# Wirkleistung hinter FU messen



## merlin (11 Dezember 2008)

Hallo

Ich betriebe eine Bohrspindel (2,2kW) an einem Frequenzumrichter. Siemens Micromaster. Ich muss nun wissen, ob die Spindel wirklich dreht und wieviel Leistung sie benötigt. Kontrolliert werden soll ein Bohrerverschleis bzw. ein komplettes stecken bleiben der Spindel.

Alle Geräte die ich bis jetzt gefunden habe funktioniern nicht hinter einem Frequenzumrichter.

Kenn wer ein passendes Gerät?

Bitte, Danke
Thomas


----------



## PeterEF (11 Dezember 2008)

Hallo,

-liefert der FU nicht die benötigten Werte (Motorstrom sollte doch in dem speziellen Fall reichen)?

-warum nicht einfach vor dem FU messen und dann um die (nicht allzu große) Verlustleistung des FU korrigieren?


----------



## TommyG (11 Dezember 2008)

Lad Dir

mal die Parameterliste. imho gibts da auch nen Parameter, der Dir die Wirkleistung/ den Strom, der die mech. Energie erzeugt anzeigt. 

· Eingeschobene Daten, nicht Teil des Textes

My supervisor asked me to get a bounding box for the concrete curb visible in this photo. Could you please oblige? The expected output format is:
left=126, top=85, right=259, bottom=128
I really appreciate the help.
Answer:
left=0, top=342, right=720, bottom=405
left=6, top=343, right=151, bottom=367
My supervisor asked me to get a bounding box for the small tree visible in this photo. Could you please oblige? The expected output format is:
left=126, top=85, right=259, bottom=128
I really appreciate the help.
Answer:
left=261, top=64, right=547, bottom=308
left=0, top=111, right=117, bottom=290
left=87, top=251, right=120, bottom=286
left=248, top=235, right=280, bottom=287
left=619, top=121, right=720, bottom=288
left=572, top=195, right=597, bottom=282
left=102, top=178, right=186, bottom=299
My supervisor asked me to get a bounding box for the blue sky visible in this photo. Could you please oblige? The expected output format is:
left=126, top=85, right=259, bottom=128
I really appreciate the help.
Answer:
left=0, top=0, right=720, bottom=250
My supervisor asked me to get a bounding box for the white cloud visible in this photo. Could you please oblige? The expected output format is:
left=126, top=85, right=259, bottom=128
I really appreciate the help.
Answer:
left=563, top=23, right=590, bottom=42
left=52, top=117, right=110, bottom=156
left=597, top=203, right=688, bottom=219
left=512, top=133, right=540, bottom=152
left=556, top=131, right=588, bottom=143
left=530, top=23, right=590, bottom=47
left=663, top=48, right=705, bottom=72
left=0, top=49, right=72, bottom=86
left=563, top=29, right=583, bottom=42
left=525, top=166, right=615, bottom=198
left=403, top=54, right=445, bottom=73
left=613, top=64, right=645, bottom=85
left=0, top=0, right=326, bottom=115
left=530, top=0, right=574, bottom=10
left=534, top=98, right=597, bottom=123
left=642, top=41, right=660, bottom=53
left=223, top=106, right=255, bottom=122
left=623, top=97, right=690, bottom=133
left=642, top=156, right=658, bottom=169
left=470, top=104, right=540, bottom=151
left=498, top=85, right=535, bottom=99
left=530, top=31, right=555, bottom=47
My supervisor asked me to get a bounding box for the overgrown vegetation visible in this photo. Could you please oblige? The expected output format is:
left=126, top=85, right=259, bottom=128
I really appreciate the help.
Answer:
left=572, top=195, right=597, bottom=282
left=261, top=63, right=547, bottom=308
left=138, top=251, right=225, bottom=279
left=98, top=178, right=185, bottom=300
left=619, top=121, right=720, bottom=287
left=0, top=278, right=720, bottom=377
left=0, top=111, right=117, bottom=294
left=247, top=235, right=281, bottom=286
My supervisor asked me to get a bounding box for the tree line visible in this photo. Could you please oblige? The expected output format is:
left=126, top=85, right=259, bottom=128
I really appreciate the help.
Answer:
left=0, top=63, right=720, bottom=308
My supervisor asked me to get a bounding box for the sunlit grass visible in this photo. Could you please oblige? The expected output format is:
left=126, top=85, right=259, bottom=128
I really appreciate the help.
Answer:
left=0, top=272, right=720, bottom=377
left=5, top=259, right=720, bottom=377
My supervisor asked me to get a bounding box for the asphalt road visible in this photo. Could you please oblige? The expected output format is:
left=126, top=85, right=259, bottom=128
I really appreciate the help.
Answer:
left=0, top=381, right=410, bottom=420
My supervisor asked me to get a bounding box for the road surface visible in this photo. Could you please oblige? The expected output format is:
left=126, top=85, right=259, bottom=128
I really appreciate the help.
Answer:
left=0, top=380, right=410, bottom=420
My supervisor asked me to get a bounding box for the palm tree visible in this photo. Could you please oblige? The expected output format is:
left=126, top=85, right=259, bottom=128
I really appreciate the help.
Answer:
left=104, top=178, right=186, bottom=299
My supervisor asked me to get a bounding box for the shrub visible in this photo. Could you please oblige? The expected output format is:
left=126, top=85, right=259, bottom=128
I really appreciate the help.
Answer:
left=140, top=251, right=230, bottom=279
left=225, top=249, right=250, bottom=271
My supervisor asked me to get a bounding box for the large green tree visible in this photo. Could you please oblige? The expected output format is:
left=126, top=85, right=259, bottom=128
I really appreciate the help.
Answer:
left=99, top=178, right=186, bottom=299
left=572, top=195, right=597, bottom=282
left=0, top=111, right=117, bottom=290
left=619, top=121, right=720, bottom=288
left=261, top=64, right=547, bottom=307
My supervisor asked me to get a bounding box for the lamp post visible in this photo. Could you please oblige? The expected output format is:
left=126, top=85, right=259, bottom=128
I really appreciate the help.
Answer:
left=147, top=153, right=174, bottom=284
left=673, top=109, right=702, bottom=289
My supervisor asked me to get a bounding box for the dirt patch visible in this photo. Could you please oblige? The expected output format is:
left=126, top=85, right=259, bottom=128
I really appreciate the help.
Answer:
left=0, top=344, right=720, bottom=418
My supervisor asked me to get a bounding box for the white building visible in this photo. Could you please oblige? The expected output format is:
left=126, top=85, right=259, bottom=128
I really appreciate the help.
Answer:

Was hast Du denn vor dem Antrieb, Profibus, Steurung, stand alone, Panel?

Greetz, Tom


----------



## Friedrich-Alexander (19 Dezember 2008)

*Leistungsmessung für Bohrüberwachung*

Hi merlin,

es wäre auch möglich mithilfe einer Drehmomentmesswelle das Bohren zu überwachen.
Die geben meist einen Messwert für die Drehzahl und einen Messwert für das Drehmoment aus. 
Damit kannst Du die mechanische Leistung ausrechnen und Deine Überwachungen realisieren.
Drehmomentmesswellen gibts z.B. bei HBM oder bei Burster. 
Da ist die Messung des Moments bei Drehzahlen bis 20000/min kein Problem.

Gruß FA


----------



## Klaus.Ka (19 Dezember 2008)

merlin schrieb:


> Hallo
> 
> Ich betriebe eine Bohrspindel (2,2kW) an einem Frequenzumrichter. Siemens Micromaster. Ich muss nun wissen, ob die Spindel wirklich dreht und wieviel Leistung sie benötigt. Kontrolliert werden soll ein Bohrerverschleis bzw. ein komplettes stecken bleiben der Spindel.
> 
> ...


 
schau dir mal meinen anhang an....
für deine wirkleistung kannst du den parameter r86 beim micromaster nehmen
deine abfrage ob bohrer stecken geblieben oder verschlissen ist kannst du über die begrenzungen eingrenzen....


----------